BGH-Urteil: Strenge Bedingungen für Provisionsreduzierung bei Immobilien

Der Bundesgerichtshof hat in einem Urteil die Position von Immobilienmaklern und Verkäufern gestärkt, indem er strenge Bedingungen für eine Provisionsreduzierung festgelegt hat. Ein Käufer, der ein Zweifamilienhaus erworben und zur alleinigen Nutzung umgewandelt hatte, scheiterte mit seinem Versuch, die Maklergebühren nachträglich zu senken.

Nach Angaben des Urteils des Bundesgerichtshofs in Karlsruhe wollte ein Käufer die Maklergebühren beim Kauf eines Zweifamilienhauses reduzieren. Begründet wurde der Antrag damit, dass der Käufer die Immobilie künftig allein nutzen würde und nicht wie ursprünglich als Mehrfamilienhaus vermieten wollte. Die Richter lehnten diesen Antrag jedoch ab und stellten dabei strenge Bedingungen auf, unter denen eine Provisionsreduzierung überhaupt in Frage kommen kann.

Das Urteil bedeutet eine Stärkung der Positionen von Immobilienmaklern und Verkäufern bei Transaktionen. Es schafft Rechtssicherheit für diese Marktteilnehmer, da nachträgliche Forderungen nach Gebührenreduktionen durch Käufer nun deutlich erschwert werden.

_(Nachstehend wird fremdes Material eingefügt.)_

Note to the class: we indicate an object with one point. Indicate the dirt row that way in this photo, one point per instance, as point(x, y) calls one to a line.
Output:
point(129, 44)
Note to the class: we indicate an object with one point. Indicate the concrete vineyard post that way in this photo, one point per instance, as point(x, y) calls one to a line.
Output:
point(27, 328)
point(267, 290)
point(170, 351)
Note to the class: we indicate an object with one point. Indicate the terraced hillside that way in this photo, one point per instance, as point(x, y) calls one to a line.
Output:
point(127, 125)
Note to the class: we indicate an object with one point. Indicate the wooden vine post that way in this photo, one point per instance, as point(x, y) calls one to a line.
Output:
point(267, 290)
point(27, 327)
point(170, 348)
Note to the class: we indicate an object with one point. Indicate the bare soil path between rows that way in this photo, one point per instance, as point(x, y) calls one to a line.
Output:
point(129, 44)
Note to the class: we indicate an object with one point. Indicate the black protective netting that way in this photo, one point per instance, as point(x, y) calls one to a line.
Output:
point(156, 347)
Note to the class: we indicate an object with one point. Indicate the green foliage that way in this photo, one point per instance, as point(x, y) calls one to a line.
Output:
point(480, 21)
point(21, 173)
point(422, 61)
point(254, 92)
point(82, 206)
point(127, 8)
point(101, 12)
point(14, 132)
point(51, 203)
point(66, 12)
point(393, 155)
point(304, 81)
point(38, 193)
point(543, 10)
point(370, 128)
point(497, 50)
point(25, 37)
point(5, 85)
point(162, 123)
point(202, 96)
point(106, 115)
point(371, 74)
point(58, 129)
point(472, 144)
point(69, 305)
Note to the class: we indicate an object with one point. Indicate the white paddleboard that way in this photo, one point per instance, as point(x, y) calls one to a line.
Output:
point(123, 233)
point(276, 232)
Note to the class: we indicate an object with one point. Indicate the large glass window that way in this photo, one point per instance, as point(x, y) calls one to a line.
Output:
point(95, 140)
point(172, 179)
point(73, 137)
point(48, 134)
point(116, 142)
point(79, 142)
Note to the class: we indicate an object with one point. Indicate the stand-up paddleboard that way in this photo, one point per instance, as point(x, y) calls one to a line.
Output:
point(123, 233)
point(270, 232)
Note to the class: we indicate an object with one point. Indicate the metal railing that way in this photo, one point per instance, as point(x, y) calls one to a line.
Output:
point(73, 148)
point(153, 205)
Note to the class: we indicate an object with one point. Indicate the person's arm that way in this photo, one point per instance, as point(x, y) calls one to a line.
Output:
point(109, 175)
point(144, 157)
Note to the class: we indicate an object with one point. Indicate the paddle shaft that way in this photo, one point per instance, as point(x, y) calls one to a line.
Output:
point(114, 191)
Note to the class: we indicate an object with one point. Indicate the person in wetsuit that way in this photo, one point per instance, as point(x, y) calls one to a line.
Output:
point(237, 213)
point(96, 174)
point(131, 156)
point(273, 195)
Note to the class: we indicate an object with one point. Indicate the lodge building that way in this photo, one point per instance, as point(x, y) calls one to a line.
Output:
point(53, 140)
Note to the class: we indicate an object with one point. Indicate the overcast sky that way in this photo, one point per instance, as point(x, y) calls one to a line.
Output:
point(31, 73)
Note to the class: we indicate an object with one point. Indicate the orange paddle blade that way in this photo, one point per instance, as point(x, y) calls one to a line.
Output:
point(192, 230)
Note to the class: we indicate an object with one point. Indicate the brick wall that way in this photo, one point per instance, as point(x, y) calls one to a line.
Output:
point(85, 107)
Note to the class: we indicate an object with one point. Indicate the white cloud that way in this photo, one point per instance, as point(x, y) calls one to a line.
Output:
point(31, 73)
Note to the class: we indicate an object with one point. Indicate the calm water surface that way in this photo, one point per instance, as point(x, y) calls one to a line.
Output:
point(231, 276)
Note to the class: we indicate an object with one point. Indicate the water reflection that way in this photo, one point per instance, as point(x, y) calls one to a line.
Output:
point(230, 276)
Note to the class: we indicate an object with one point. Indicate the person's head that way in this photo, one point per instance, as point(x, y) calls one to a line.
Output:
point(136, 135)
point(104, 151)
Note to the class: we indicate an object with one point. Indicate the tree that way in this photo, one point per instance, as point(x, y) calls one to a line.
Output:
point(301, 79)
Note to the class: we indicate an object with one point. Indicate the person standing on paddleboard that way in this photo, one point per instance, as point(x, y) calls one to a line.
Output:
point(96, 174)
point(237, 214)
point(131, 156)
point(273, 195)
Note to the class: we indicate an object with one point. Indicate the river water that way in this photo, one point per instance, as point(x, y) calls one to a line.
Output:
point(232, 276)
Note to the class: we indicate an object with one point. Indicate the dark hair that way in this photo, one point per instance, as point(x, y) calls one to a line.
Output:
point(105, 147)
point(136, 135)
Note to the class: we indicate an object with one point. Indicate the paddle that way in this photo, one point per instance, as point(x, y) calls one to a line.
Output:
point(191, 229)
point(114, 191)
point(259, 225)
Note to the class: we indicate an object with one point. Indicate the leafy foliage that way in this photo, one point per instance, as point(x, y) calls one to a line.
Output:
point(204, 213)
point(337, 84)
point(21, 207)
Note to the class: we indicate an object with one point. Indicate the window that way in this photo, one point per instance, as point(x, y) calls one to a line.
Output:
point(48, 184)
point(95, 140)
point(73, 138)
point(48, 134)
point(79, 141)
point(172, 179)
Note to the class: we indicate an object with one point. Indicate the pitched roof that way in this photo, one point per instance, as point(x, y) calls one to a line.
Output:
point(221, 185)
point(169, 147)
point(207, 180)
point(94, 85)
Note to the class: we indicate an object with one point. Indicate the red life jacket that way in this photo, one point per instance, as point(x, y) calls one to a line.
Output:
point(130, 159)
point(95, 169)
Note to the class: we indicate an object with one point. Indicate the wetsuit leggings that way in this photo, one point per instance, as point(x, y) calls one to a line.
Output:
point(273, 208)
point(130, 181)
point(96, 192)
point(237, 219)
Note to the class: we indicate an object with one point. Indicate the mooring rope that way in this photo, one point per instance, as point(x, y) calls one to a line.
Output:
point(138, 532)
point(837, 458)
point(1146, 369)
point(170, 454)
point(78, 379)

Die Entscheidung verdeutlicht, dass Maklerprovisionen grundsätzlich als vereinbarte Gegenleistung für erbrachte Dienstleistungen gelten und nicht einfach angepasst werden können, wenn sich die späteren Nutzungspläne des Käufers ändern. Für Immobilienmärkte im deutschsprachigen Raum hat diese Klarstellung Bedeutung, da sie die Kalkulierbarkeit von Transaktionskosten erhöht und das Vertrauen aller Beteiligten in die Verbindlichkeit von Kaufverträgen stärkt.